The novel employs a construction project in the high desert of eastern Oregon as the basis for a story with deep political, mystical, and--for its time--prescient implications: the impingement of American imperialism on its own native territory. Set in the 1980s, the project underway is to be a "prison for profit" where alien captives are incarcerated in secret. Broken Ground is about the seen world of excavated earth, steel, and concrete, and the unseen world of ghosts and spirits, bound together by an undertaking that expresses the root of both a clandestine and overt political evil that extends well into our present time.

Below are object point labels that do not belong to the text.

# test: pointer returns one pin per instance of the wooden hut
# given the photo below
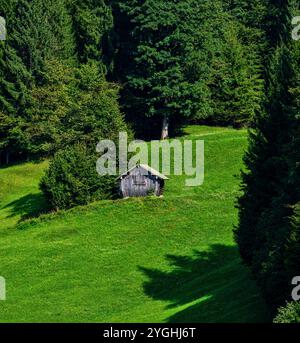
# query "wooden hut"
(142, 181)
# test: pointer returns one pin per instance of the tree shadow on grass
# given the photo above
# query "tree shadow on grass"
(28, 206)
(207, 287)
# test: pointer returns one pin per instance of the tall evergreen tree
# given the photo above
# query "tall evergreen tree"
(269, 192)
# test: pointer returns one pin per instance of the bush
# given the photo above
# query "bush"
(72, 179)
(289, 314)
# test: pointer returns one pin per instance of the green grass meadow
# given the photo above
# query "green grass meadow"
(170, 259)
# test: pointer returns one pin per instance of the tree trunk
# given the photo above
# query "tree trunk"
(165, 129)
(7, 157)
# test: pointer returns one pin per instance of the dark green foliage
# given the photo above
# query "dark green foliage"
(290, 314)
(206, 67)
(166, 77)
(93, 22)
(268, 232)
(72, 179)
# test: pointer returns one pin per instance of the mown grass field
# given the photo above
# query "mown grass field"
(138, 260)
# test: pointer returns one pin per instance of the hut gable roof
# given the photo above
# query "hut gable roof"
(147, 169)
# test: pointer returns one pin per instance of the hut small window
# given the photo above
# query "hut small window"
(139, 180)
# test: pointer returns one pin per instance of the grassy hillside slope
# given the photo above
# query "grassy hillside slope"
(137, 260)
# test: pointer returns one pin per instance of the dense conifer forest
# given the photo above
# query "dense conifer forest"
(73, 72)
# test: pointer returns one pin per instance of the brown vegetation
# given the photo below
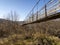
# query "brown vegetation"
(45, 33)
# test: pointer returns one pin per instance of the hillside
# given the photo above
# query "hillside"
(45, 33)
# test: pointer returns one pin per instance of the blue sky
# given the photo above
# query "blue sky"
(22, 7)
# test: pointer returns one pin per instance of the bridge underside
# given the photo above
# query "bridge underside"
(54, 16)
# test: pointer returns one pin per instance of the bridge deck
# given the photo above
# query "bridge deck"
(54, 16)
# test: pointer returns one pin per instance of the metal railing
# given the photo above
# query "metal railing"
(51, 7)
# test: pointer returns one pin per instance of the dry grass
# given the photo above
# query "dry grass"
(45, 33)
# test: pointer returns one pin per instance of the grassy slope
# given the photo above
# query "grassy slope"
(45, 33)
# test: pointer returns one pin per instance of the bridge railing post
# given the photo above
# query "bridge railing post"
(45, 10)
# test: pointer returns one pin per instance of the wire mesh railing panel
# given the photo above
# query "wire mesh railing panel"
(50, 8)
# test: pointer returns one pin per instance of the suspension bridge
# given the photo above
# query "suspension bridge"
(49, 11)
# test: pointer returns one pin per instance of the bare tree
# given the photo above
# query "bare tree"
(13, 17)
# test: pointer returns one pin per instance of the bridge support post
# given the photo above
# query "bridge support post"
(45, 11)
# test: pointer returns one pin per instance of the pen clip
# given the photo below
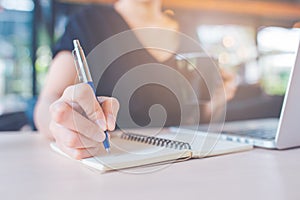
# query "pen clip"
(77, 66)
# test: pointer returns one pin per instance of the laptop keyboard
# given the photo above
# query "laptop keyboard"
(266, 134)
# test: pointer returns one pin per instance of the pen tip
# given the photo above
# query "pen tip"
(76, 43)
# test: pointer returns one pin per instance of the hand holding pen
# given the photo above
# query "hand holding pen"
(79, 119)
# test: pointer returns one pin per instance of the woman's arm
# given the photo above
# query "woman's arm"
(61, 74)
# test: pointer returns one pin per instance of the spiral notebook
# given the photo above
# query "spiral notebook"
(137, 148)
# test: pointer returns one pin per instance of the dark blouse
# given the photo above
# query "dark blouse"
(94, 25)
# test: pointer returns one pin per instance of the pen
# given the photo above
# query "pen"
(84, 76)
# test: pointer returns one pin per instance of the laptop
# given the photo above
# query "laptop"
(270, 133)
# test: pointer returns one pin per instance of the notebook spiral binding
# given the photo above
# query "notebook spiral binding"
(162, 142)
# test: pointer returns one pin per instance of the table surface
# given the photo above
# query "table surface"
(30, 170)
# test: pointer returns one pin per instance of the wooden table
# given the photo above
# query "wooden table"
(30, 170)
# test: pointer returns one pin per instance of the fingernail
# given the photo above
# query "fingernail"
(99, 137)
(102, 124)
(111, 120)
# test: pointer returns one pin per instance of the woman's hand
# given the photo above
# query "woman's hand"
(78, 120)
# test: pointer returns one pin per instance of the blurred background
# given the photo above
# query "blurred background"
(257, 39)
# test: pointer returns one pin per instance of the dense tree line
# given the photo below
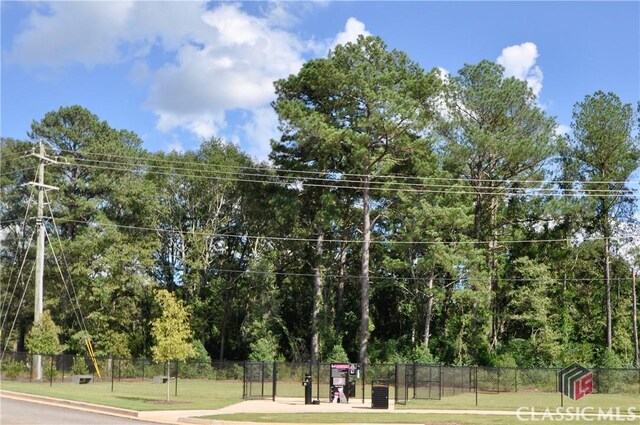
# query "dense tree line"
(403, 215)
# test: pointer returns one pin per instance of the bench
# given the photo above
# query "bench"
(81, 379)
(160, 379)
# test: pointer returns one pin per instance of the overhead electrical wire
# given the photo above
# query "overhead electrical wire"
(294, 239)
(321, 173)
(374, 185)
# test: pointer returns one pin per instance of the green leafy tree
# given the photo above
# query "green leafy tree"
(606, 153)
(498, 139)
(358, 112)
(171, 331)
(44, 336)
(100, 213)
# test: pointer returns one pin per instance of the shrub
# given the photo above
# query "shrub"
(13, 369)
(79, 367)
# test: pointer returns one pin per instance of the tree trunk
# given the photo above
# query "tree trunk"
(364, 277)
(168, 379)
(342, 276)
(634, 317)
(607, 278)
(317, 298)
(223, 328)
(493, 269)
(427, 320)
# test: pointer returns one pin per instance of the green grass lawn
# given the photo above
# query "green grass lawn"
(210, 394)
(395, 418)
(139, 395)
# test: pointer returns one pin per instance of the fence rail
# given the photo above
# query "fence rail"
(409, 381)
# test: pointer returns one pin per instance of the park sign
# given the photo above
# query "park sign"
(575, 381)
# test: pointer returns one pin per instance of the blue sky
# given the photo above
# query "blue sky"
(178, 72)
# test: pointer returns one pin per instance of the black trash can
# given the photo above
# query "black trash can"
(352, 389)
(307, 388)
(380, 394)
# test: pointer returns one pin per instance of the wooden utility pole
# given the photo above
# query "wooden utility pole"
(37, 305)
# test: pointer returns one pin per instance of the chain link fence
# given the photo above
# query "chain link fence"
(267, 380)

"The re-issue of Broken Ground comes at a challenging time for fiction, and indeed for all art forms. What is the work of a writer in a world gone so dangerously wrong? Maybe writers' loyalty is to their work, and the great and sole obligation of writers is to write as well as they know how. But is there an obligation also to the time, to ask the questions that may have no answers, to challenge wrong-headed or destructive authority, to cry out from the margins in defense of what is beautiful and true? Broken Ground is evidence that a writer can do both, and, indeed, it is testimony to John Keeble's conviction that a writer must write powerfully even as he engaged the quandaries of our time."

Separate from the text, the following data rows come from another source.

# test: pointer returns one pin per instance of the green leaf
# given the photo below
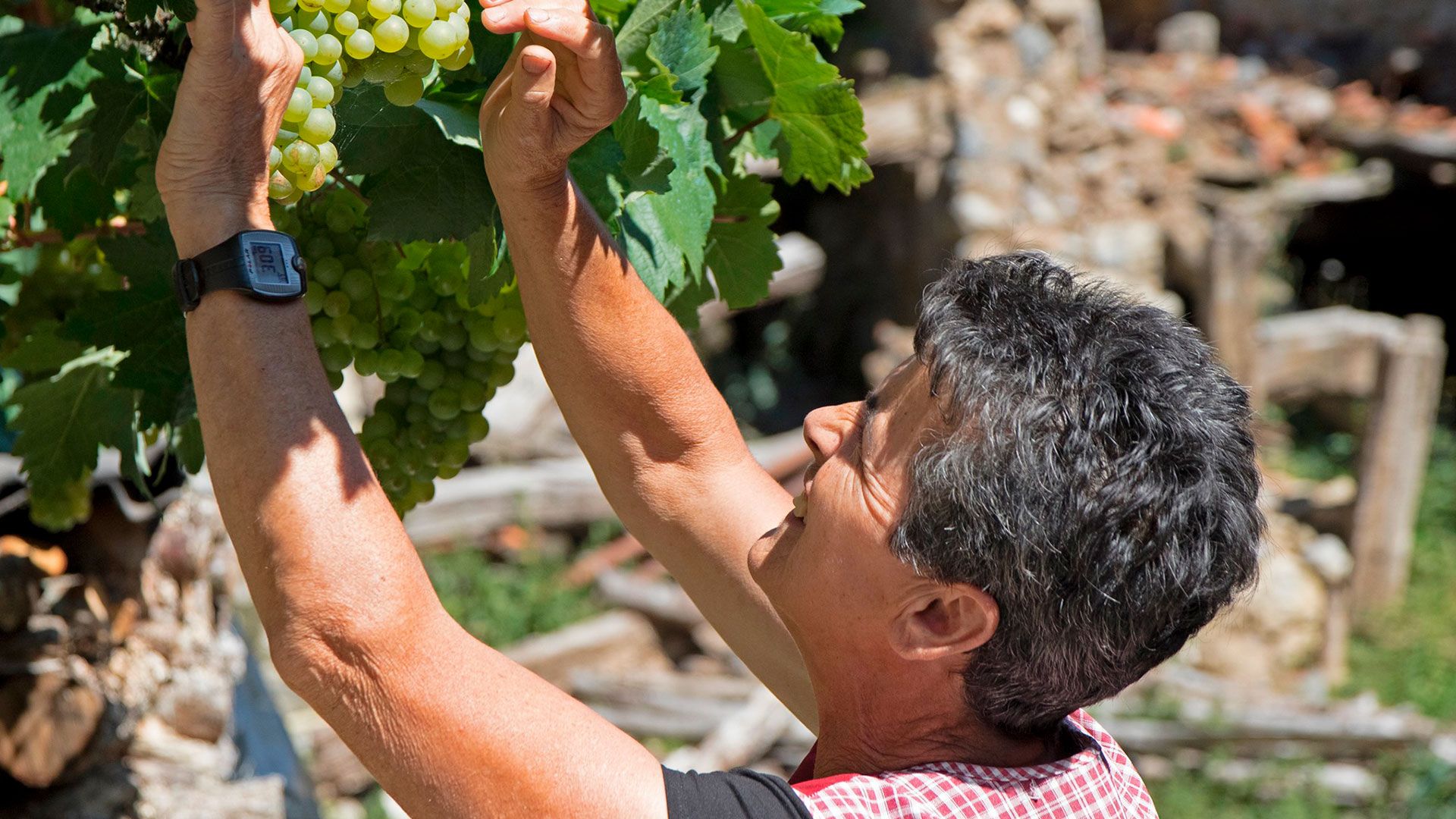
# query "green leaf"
(686, 210)
(42, 350)
(63, 422)
(682, 47)
(823, 126)
(742, 251)
(146, 324)
(642, 20)
(42, 74)
(685, 300)
(490, 267)
(36, 57)
(598, 169)
(421, 184)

- Kathleen Dean Moore, from the Forward
Broken Ground is mysterious, elegant, and a little incredible, a dark and serious speculation on the impossibility of our every story telling our way into a so-called safe house.
- William Kittredge
A deftly evoked, beautifully perceived novel about trouble and doubt, about the persistent trickiness of life. Mr. Keeble's major themes--freedom, culpability, death--reverberate against a remarkable background, the construction of a federal prison in the Oregon desert. It is a fresh, wise, consistently engaging work.
- Barry Lopez
In John Keeble's extraordinary novel, Broken Ground, a social fable for our time, every element has its double in the illuminating realm of metaphor. . . . No other serious American novel has confronted so directly and so eerily the slithery power of corporate dominance over humble lives as well as over our changing, dehumanized landscape.
- Lynne Sharon Schwartz, Hungry Mind Review

News: Broken Ground

Reissued 

Broken Ground, originally issued in 1987, was reissued in 2010 by the University of Washington Press with a "Forward" by Kathleen Dean Moore and an "Afterword" by the author. Now, in paperback and soon to be issued as an e-book.